Você não estará lendo white papers, mas estará lendo as conclusões do nosso melhor passo coletivo em relação ao crescimento econômico e à igualdade de oportunidades, que andam de mãos dadas. 

Aqui estão quatro das lições que continuaram comigo em “O que vale a pena”: 

1. A renda americana é variável 

Em um ensaio intitulado “A verdadeira vida financeira dos americanos”, o Centro de Inovação em Serviços Financeiros demonstra que a renda americana raramente sobe em linha reta ao longo das carreiras dos indivíduos. De fato, a renda variável ao longo do ano é uma semelhança prolífica hoje, forçando muitas famílias americanas a aprender a difícil tarefa de equilibrar um orçamento quando não estão 100% certas quanto dinheiro entrará. 

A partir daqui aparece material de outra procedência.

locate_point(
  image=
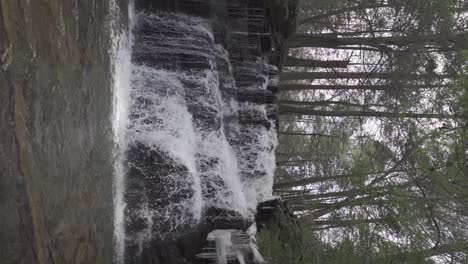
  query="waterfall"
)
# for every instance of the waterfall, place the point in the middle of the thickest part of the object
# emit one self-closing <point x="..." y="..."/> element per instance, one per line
<point x="194" y="122"/>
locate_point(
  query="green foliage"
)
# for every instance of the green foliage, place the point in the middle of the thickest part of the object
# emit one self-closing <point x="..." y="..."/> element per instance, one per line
<point x="284" y="241"/>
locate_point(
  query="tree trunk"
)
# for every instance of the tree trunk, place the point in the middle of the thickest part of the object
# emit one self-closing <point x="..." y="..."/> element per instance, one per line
<point x="341" y="11"/>
<point x="298" y="62"/>
<point x="311" y="180"/>
<point x="285" y="76"/>
<point x="344" y="223"/>
<point x="303" y="134"/>
<point x="285" y="109"/>
<point x="326" y="103"/>
<point x="303" y="87"/>
<point x="442" y="249"/>
<point x="333" y="41"/>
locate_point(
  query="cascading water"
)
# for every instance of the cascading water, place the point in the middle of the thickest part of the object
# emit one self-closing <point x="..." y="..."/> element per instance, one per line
<point x="196" y="126"/>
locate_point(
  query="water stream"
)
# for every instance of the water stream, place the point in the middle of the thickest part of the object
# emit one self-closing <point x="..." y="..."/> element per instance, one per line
<point x="194" y="122"/>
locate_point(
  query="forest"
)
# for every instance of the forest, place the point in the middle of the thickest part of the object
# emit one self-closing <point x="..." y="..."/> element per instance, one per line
<point x="373" y="131"/>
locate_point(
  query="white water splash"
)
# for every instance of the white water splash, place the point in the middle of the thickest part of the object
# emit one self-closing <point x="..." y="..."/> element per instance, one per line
<point x="120" y="54"/>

Como freelancer, penso em minha renda em termos de banquete  e fome – especialmente depois de ler este ensaio. Eu tento guardar o máximo de economias e pagar o máximo de dívidas possível nos períodos de banquete, para que os períodos de fome não sejam tão intimidantes. Nem sempre sou bem-sucedido, mas saber que esse padrão provavelmente não desaparecerá ao longo da minha vida me ajudou a superar alguns dos obstáculos do orçamento mental. 

2. As políticas de aluguel são tão importantes quanto as políticas de propriedade da casa. 

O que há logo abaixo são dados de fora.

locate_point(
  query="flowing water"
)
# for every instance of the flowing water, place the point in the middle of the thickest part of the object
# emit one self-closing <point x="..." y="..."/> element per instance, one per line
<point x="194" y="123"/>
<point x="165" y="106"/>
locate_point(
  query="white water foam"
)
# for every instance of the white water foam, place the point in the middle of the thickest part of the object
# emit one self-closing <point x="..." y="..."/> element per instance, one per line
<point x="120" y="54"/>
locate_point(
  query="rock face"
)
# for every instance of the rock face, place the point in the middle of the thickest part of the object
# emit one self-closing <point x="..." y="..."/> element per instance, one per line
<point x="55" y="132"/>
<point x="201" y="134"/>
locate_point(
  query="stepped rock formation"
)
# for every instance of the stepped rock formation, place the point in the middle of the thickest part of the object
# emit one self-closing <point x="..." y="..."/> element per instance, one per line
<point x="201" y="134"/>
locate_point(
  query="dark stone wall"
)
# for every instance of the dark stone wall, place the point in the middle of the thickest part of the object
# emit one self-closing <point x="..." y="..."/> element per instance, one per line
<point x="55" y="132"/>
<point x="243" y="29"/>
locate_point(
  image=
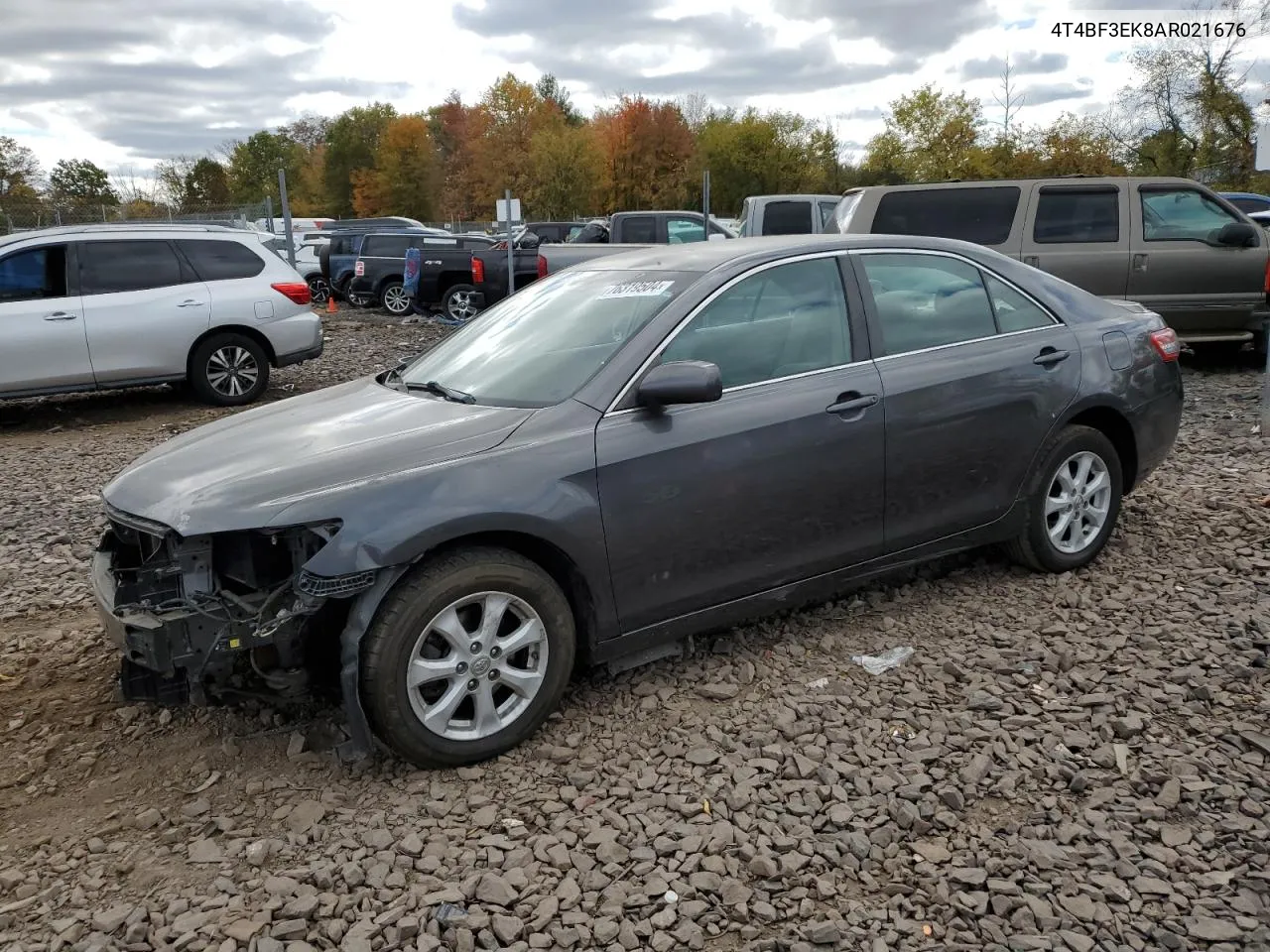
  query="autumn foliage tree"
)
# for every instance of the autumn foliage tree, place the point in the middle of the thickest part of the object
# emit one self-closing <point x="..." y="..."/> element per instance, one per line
<point x="404" y="176"/>
<point x="645" y="155"/>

Em um ensaio intitulado “Habitação estável, famílias estáveis”, Jones Walker LLP escreve que a moradia acessível é essencial para todos os outros aspectos da saúde financeira. Como o mercado de aluguel nas cidades americanas de todo o país é desproporcionalmente alto em comparação aos níveis de renda reais, muitos americanos estão presos em uma situação que não é propícia à saúde financeira. 

Temos muitas políticas habitacionais em vigor que ajudam os proprietários, mas precisamos estar conscientes de que nossas políticas habitacionais também estão beneficiando os locatários. Eu tenho mais consciência das políticas e políticas habitacionais no meu próprio pescoço desde a leitura desta peça, especialmente porque eu também sou locatário. 

3. A mentalidade financeira se desenvolve em tenra idade 

Como pai, houve um ensaio que achei particularmente comovente. Apresentado pela Universidade de Wisconsin-Madison, “Do controle de impulso às taxas de juros” foi um tesouro de insights sobre como fazer a parentalidade quando se trata de dinheiro. 

Por exemplo, crianças em idade escolar estão aprendendo lições que afetarão sua mentalidade financeira na idade adulta. A maioria das lições financeiras que as crianças aprendem com os pais são observadas, e não ensinadas, e saber que me mantém atento a qualquer demonstração de ansiedade em relação ao dinheiro e me lembra de conter quaisquer outros comportamentos negativos que eu possa estar exibindo. 

Este ensaio também me encorajou, no entanto, a explicar que silenciar ou trabalhar para mudar suas fraquezas é apenas parte da equação. Pode até não ser a parte mais importante. Em vez disso, aumentar suas forças financeiras melhora suas chances de transmitir autoconfiança financeira a seus filhos. Ao destacar nossos hábitos financeiros positivos, temos maiores chances de criar filhos financeiramente confiantes. 

4. Moralidade e finanças não precisam ser objetivos opostos 

Em “Raça, local e segurança financeira”, Angela Glover Blackwell, da PolicyLink, argumenta de maneira convincente: Essa nação não apenas tem algumas reparações morais no tratamento de pessoas e comunidades negras, mas isso é o melhor interesse da economia da nação. Ao investir em comunidades negras e permitir o acesso a oportunidades que muitas vezes foram negadas, poderíamos criar os EUA para um futuro econômico brilhante. Se continuarmos com a privação de direitos, será para o nosso próprio fim econômico nacional, à medida que a demografia mudar nas próximas duas décadas. 

O argumento de Blackwell não era o único que mantinha espaço para justiça, moralidade e ganho financeiro, tudo ao mesmo tempo. Os ensaios realizados nas páginas deste livro me fizeram perceber que nossos sistemas de valores podem impulsionar, em vez de prejudicar nossas vidas financeiras individuais e a economia em geral – uma mensagem impactante para um jovem empresário que está abrindo caminho no mundo.